The ACST was performed at a later date and published in 2010. At 10 years, the risk for a stroke in patients undergoing a CEA was 10.8% vs. 16.9% for those treated with the best medical therapy for an absolute risk reduction of <1% per year. The stroke risk for medically managed patients decreased in the later years of the study with the increased utilization of statins and antihypertensives.
More recent studies have suggested a decline in the incidence of strokes in patients with carotid stenosis, possibly due to better medical management. In the Oxford Vascular Study, the risk of ipsilateral stroke in patients with ≥50% carotid stenosis was 0.34% per year, while the risk for ipsilateral TIA was 1.78% per year [20]. It should be noted that this study investigated patients with ≥50% stenosis rather than patients with ≥60% stenosis, which may have skewed the results in comparison to previous studies. The Carotid Endarterectomy or Stenting or Best Medical Treatment Alone for moderate-to-severe asymptomatic carotid artery stenosis [21] study that was published in 2022 did not demonstrate a statistically significant difference in the superiority of a CEA or carotid artery stenting (CAS) for stroke prevention compared to best medical management. Using basic Bayesian statistics [22], it can be inferred that the risk of perioperative stroke in patients with asymptomatic carotid artery stenosis could be reduced, and the overall benefit of stroke prevention increased if we could identify the subgroup of patients with asymptomatic carotid stenosis who are most at risk for a stroke due to their medical and target appropriate interventions specifically for them.

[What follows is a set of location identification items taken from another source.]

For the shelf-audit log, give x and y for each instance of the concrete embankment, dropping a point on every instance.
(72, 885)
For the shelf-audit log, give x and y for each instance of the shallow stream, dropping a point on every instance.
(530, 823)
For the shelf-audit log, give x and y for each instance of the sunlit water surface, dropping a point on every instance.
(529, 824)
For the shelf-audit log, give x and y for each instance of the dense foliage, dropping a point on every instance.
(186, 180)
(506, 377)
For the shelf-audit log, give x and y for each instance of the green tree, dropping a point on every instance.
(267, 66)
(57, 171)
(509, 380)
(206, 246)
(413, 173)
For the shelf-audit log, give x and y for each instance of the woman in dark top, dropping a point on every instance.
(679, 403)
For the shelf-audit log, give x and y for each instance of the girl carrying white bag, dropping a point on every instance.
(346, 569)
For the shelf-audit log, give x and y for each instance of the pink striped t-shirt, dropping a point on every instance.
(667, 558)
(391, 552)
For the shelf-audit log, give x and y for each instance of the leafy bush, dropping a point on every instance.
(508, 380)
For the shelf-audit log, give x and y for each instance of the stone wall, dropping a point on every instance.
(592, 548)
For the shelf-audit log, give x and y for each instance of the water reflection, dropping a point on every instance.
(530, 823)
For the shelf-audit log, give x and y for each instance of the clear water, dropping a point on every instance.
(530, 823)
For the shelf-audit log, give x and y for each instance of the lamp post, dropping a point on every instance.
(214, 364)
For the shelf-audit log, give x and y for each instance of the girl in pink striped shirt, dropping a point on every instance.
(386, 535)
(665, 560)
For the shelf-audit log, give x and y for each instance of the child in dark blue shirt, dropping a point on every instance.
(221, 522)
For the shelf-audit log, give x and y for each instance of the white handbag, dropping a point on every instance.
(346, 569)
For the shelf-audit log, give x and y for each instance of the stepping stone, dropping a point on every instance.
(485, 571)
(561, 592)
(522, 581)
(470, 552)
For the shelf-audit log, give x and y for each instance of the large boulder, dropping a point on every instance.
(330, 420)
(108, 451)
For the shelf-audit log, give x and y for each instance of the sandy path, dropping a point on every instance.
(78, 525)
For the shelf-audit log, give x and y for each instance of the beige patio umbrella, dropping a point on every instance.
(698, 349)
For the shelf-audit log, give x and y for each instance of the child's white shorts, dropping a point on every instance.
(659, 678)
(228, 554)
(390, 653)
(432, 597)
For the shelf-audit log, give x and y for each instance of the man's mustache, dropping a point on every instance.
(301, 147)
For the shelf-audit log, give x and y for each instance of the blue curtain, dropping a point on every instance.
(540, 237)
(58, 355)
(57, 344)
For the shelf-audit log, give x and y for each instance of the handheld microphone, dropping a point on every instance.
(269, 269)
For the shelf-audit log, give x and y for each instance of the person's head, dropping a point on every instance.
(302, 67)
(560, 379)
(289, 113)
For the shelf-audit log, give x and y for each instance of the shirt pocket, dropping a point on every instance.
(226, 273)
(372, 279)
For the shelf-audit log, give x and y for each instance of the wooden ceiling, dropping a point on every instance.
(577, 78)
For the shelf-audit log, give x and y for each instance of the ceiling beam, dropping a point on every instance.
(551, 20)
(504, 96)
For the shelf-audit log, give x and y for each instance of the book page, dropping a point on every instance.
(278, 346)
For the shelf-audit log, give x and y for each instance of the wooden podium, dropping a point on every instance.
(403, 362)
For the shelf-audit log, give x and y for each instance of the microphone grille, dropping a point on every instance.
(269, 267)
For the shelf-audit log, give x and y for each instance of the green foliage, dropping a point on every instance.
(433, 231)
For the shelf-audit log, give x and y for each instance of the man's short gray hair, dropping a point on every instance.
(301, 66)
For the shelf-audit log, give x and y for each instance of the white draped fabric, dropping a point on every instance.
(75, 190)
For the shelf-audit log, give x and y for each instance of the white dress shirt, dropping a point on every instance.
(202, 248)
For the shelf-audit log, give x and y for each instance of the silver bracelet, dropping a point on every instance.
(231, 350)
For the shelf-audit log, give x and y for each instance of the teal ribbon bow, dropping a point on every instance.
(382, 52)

Some research has suggested that carotid artery plaque characteristics, as determined by ultrasound, may be useful in determining which cohort of patients with carotid artery plaque are most at risk of becoming symptomatic [23]. However, the United States Preventive Services Task Force has recommended against routine screening for carotid stenosis in asymptomatic patients [23]. A limitation of all of these studies is that the plaque characteristics may significantly change with plaque rupture or ulceration when a patient becomes symptomatic [23,24]. These studies, such as the Carotid Plaque Characteristics Predict Recurrent Ischemic Stroke and TIA [25], rely on evaluating carotid plaque after symptoms have already occurred. However, once a patient develops symptomatic carotid plaque, it is nearly uniformly agreed following the North American Symptomatic Carotid Endarterectomy Trial [26] (NASCET) that those patients are different and carotid intervention should be recommended unless the patient is unable to tolerate the procedure. To truly assess the effectiveness of ultrasound in detecting asymptomatic carotid plaque that could lead to future strokes, one would need to screen asymptomatic patients and monitor them over time. However, this type of study is unlikely to be feasible due to current guidelines that do not support the routine screening of asymptomatic individuals with carotid ultrasound. Additionally, most patients with asymptomatic carotid stenosis tend to remain without symptoms, further limiting the practicality of conducting such a study.
Whether and when to intervene in patients with asymptomatic carotid artery stenosis has been and remains controversial. Most patients with asymptomatic carotid artery stenosis remain asymptomatic, but for those who become symptomatic, a stroke can be devastating or lethal. However, intervention for stroke prevention carries risks of stroke, death, or myocardial infarction. It would be optimal if the vascular interventionalist could separate the cohort of patients who are most at risk of having a future stroke from those at a lesser risk and only intervene in those with a higher risk. One option to separate these cohorts is to analyze their medical records and determine characteristics that place a patient at a higher risk of having a stroke. Simple logic and Bayesian analysis would indicate that separating patients into cohorts of at-risk and least-at-risk would focus surgical care towards patients that would benefit the most from intervention and avoid perioperative risks for those with a lower risk of a stroke.
We tried to compare the best cohorts of patients that we could analyze while having a feasible number of patients in the study, and fairly balanced groups. It would be ideal to have a cohort of patients with asymptomatic carotid artery stenosis who were unable or unwilling to have procedural intervention to determine their natural history. Unfortunately, it is mechanistically and ethically difficult to isolate that cohort. It is acceptable in medical practice to give patients a choice regarding their treatment. Strokes are devastating, and most patients found to have a high-grade carotid artery stenosis choose to have an intervention. There are operative risks for carotid intervention, but they are relatively low since the procedures do not cause major physiological stress. Therefore, there are few patients who would not be candidates for carotid intervention that would be able to be followed to see if they had a stroke without procedural intervention. If we were only evaluating patients with high mortality comorbidities, they might die from other causes before their carotid stenosis became symptomatic. Since only two percent of these asymptomatic patients go on to develop a stroke each year without intervention, it would require following a prohibitively large number of patients with asymptomatic disease to obtain an adequate statistical analysis. If such a study were to be attempted, it would require preliminary clinical data such as those included in this study to support it first.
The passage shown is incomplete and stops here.